A młodszy aspirant Stanisław Wawryk to jeden z najskuteczniejszych funkcjonariuszy policji na Lubelszczyźnie. Budzi respekt, pracuje za dwóch i jest do bólu skuteczny. Cieszy się uznaniem przełożonych, wiele razy był nagradzany. W Starym Zamościu pracuje od kilkunastu miesięcy. Efekty? Wykrywalność przestępstw za trzy kwartały tego roku wynosi 96,1 proc. To imponujący wynik. Dzielni policjanci – pod wodzą kierownika – ustalili i zatrzymali na przykład wszystkich sprawców kradzieży i uszkodzeń mienia.
Przepisy przepisami
Czego chcieć więcej? – Przepisy przepisami, a życie to życie – zaczyna szef staro-zamojskiej rady. – Na zebraniach ludzie skarżyli się, że metody działania kierownika posterunku są za ostre. Dobrze, że wziął się za pijanych kierowców, ale żeby za spaloną lampę w ciągniku wlepiać mandat i dzwonić po lawetę, to już demonstracja. Przecież na wsi nikomu się nie przelewa. Wystarczyłoby zwrócić uwagę, a chłop naprawiłby, co trzeba. Chyba za bardzo chciał nas uszczęśliwić.
Przez gminę przebiega krajowa "17”, dlatego Wawryk nie miał zamiaru przepuścił żadnemu gospodarzowi poruszającemu się po drodze niesprawnym sprzętem. Ale mieszkańcy wskazują, że czepiał się – ich zdaniem – błahostek: a to zatrzymał kogoś, kto wiózł dziecko na ramie, a to przyczepił się do innego rowerzysty, bo miał na nogach... klapki. – Ale gdyby dziecko spadło z roweru pod samochód, to dopiero byłaby tragedia, wtedy podniósłby się krzyk – mówią obrońcy stróża prawa, bo takich również nie brakuje.
Matki, żony...
– Wreszcie ktoś zrobił porządek z tym pijackim nasieniem – mówi jedna z mieszkanek. – Skończyło się wystawanie pod sklepem.
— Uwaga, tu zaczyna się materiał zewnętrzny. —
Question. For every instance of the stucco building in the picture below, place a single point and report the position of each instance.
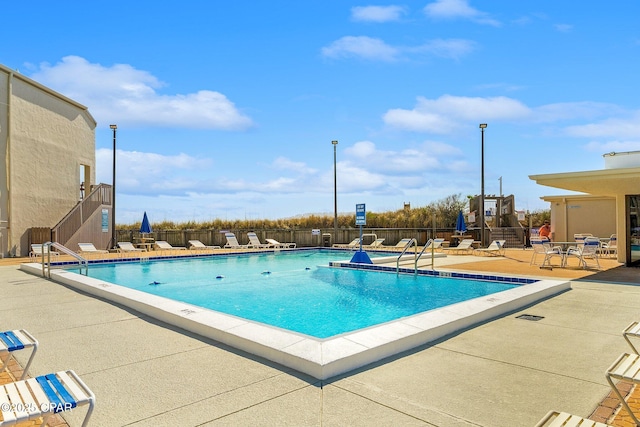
(47, 143)
(611, 197)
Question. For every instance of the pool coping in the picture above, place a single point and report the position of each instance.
(329, 357)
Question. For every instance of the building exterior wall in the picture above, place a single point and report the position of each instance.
(582, 214)
(47, 140)
(4, 190)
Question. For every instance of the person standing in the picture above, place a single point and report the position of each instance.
(545, 231)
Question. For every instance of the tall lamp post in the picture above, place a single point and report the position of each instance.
(113, 189)
(335, 191)
(482, 128)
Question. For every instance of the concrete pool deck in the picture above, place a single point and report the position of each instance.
(504, 372)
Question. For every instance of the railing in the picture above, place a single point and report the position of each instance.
(410, 244)
(46, 250)
(71, 223)
(417, 255)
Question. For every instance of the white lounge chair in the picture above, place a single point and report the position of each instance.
(12, 341)
(434, 244)
(87, 249)
(496, 248)
(402, 243)
(43, 396)
(465, 246)
(232, 242)
(162, 245)
(124, 247)
(559, 419)
(254, 241)
(198, 245)
(584, 251)
(274, 243)
(38, 250)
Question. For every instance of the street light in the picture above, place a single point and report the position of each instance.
(482, 127)
(335, 191)
(113, 189)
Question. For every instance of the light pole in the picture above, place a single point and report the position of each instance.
(113, 189)
(335, 192)
(482, 127)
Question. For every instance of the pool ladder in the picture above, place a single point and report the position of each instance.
(414, 243)
(46, 264)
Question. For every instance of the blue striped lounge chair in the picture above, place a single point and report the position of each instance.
(43, 396)
(12, 341)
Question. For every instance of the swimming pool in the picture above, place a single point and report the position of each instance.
(295, 290)
(321, 358)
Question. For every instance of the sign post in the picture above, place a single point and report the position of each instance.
(361, 219)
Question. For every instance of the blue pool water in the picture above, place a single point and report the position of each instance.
(294, 290)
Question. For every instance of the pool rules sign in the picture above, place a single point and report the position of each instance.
(361, 214)
(361, 219)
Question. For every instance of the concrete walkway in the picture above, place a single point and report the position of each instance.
(506, 372)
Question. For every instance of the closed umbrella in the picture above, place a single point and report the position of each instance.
(145, 227)
(461, 227)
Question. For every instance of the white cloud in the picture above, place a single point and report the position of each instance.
(150, 173)
(120, 93)
(564, 28)
(377, 50)
(377, 13)
(445, 114)
(362, 47)
(451, 48)
(283, 163)
(619, 128)
(574, 110)
(613, 146)
(453, 9)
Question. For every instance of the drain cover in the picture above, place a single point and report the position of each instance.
(530, 317)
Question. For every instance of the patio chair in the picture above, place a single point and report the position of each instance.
(496, 248)
(254, 241)
(558, 419)
(584, 251)
(465, 247)
(610, 248)
(38, 250)
(275, 244)
(124, 247)
(162, 245)
(198, 245)
(12, 341)
(232, 242)
(87, 249)
(43, 396)
(551, 252)
(540, 247)
(633, 330)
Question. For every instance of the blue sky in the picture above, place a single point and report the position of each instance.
(228, 109)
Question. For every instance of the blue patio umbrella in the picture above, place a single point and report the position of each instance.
(145, 227)
(461, 227)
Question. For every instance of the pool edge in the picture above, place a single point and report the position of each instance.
(319, 358)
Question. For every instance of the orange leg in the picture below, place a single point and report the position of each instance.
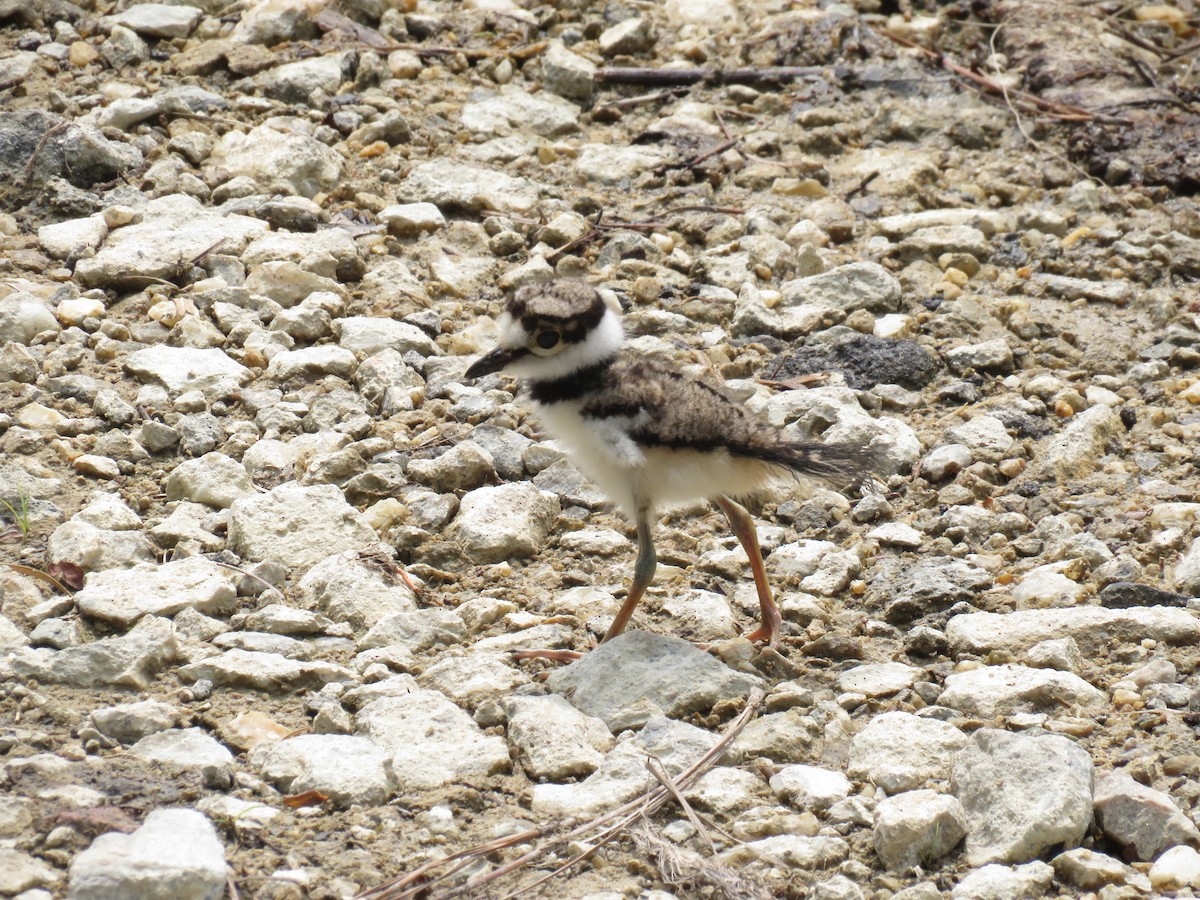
(643, 574)
(772, 623)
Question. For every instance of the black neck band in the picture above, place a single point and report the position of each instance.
(571, 387)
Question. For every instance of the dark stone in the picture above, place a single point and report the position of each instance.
(864, 360)
(1126, 594)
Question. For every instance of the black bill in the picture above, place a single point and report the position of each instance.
(493, 361)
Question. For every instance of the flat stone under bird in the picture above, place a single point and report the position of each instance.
(649, 436)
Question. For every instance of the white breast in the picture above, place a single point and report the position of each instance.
(659, 477)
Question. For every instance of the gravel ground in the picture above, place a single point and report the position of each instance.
(270, 555)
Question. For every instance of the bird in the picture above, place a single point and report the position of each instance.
(651, 436)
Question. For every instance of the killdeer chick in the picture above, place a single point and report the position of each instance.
(647, 435)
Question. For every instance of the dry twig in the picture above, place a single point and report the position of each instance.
(595, 833)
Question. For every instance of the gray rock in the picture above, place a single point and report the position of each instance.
(175, 853)
(265, 643)
(173, 231)
(1091, 627)
(189, 749)
(295, 82)
(1141, 820)
(1001, 882)
(989, 355)
(779, 737)
(297, 526)
(1113, 292)
(790, 851)
(124, 595)
(810, 787)
(99, 549)
(623, 774)
(463, 467)
(127, 661)
(282, 157)
(567, 73)
(639, 676)
(879, 679)
(418, 629)
(23, 317)
(1002, 690)
(129, 723)
(917, 828)
(513, 109)
(409, 220)
(156, 19)
(900, 751)
(184, 369)
(1090, 870)
(504, 522)
(214, 479)
(22, 875)
(472, 679)
(348, 769)
(357, 589)
(431, 741)
(858, 286)
(1075, 451)
(552, 741)
(264, 671)
(1023, 795)
(454, 185)
(311, 364)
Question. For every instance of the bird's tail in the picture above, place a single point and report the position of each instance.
(840, 466)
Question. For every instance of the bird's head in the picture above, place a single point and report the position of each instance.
(551, 330)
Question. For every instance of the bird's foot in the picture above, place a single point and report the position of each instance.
(766, 635)
(552, 655)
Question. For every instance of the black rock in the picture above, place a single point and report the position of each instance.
(1126, 594)
(864, 360)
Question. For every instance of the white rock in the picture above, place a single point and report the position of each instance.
(917, 828)
(185, 369)
(1092, 628)
(514, 109)
(1001, 882)
(175, 853)
(264, 671)
(623, 775)
(613, 165)
(297, 526)
(351, 588)
(190, 749)
(1177, 868)
(900, 751)
(471, 679)
(1047, 586)
(879, 679)
(280, 157)
(449, 185)
(431, 741)
(156, 19)
(23, 317)
(1023, 795)
(810, 787)
(552, 741)
(72, 237)
(504, 522)
(214, 479)
(173, 228)
(348, 769)
(1002, 690)
(408, 220)
(124, 595)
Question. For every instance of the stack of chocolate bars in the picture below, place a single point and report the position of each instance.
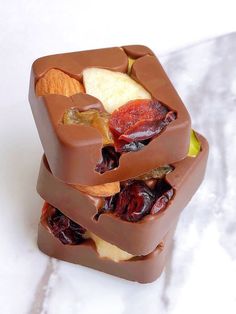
(121, 160)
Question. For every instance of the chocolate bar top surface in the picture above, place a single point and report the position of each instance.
(73, 151)
(142, 269)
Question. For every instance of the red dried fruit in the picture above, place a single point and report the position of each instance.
(137, 121)
(62, 227)
(137, 200)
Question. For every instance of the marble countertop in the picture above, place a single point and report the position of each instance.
(201, 274)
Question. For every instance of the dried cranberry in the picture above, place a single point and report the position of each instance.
(137, 121)
(137, 200)
(62, 227)
(110, 159)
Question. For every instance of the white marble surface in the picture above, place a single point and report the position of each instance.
(201, 276)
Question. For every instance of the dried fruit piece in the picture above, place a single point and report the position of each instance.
(130, 64)
(69, 232)
(92, 117)
(112, 88)
(62, 227)
(102, 190)
(156, 173)
(108, 250)
(137, 121)
(110, 160)
(58, 82)
(137, 200)
(194, 146)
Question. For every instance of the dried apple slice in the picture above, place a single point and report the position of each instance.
(113, 89)
(103, 190)
(92, 117)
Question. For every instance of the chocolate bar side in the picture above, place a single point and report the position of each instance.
(141, 269)
(145, 234)
(73, 151)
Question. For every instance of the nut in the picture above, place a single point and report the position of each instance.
(58, 82)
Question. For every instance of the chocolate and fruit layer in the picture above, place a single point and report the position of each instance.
(143, 207)
(103, 114)
(64, 239)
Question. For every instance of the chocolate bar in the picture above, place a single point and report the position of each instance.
(137, 238)
(142, 269)
(72, 124)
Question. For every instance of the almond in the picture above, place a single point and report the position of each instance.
(102, 190)
(58, 82)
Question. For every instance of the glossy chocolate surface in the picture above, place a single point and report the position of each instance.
(139, 238)
(73, 151)
(142, 269)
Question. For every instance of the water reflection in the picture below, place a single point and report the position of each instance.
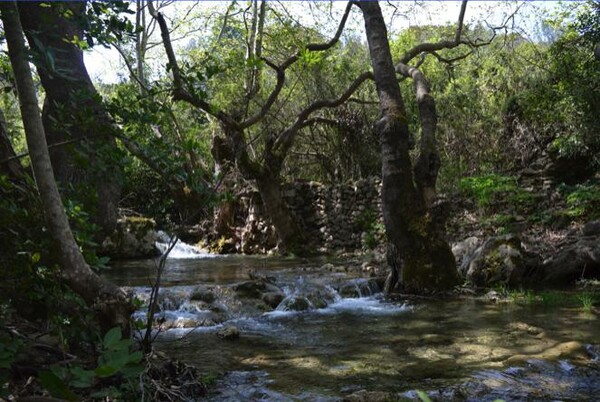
(468, 349)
Dwa razy teraz taki jeden z drugim się zastanowi, zanim podniesie rękę na żonę albo matkę.
Na nic zdały się podziękowania wysyłane przez panie na ręce przełożonych. Kierownikowi właśnie podziękowano za pracę w Starym Zamościu. Dzisiaj rozpoczyna służbę w sąsiedniej gminie Nielisz. Komenda Miejska Policji w Zamościu tłumaczy swoją decyzję zminimalizowaniem wydatków na dojazdy służbowe. – Do tej pory współpraca z policją układała się nam bardzo dobrze, radni przekazali w tym roku 9 tys. złotych na zakup paliwa do radiowozów. Ale jeżeli policjanci będą za surowi, to nikt nie przyjedzie nad nasz zalew – martwi się Adam Wal, wójt Nielisza.
– Dużo jeżdżę po gminie i widzę, że ludzie już czują respekt – mówi lek. wet. Rafał Belniak, który w podnieliskim Krzaku prowadzi lecznicę dla zwierząt. – Jak na komendę niektórzy usuwają usterki w ciągnikach.
Szeryf na peryferiach
Zanim Wawryk trafił do Starego Zamościa, był dzielnicowym w Mirczu i toczył wojnę z pijanymi kierowcami. Zatrzymywał ich ponad 100 rocznie.
Starosta hrubieszowski mieszka w Prehoryłem pod Mirczem. Zapewnia, że nie miał "przyjemności” z Wawrykiem, ale pamięta, że sporo ludzi narzekało na stojącego na straży prawa dzielnicowego. – Skarżyli się, że jest nadgorliwy – wspomina Józef Kuropatwa. – Ja uważam, że w każdej pracy trzeba być człowiekiem, czy to dotyczy ministra, księdza czy policjanta.
Jeszcze zatęsknią
Stanisław Wawryk nie chciał z nami rozmawiać i odesłał nas do rzecznika prasowego zamojskiej policji. – Funkcjonariusz nie musi być kochany. Ważne, żeby skutecznie egzekwował prawo, a w Starym Zamościu jeszcze zatęsknią za kierownikiem – powiedziała nam Joanna Kopeć.
– Ci sami ludzie zapewne wyrażają oburzenie w sprawie bohaterów afery hazardowej – przypuszcza dr Mariusz Gwozda, socjolog z UMCS w Lublinie. – Przemiany systemu wartości współczesnych Polaków są przedmiotem naukowej analizy etyków i socjologów. Wizja odpowiedzialnej wspólnoty, w której autonomiczne jednostki osadzone we wspólnocie i jej wartościach dobrowolnie przyjmują na siebie wspólnotowe obowiązki, to praca domowa, jaką powinni przerobić mieszkańcy podzamojskich wiosek.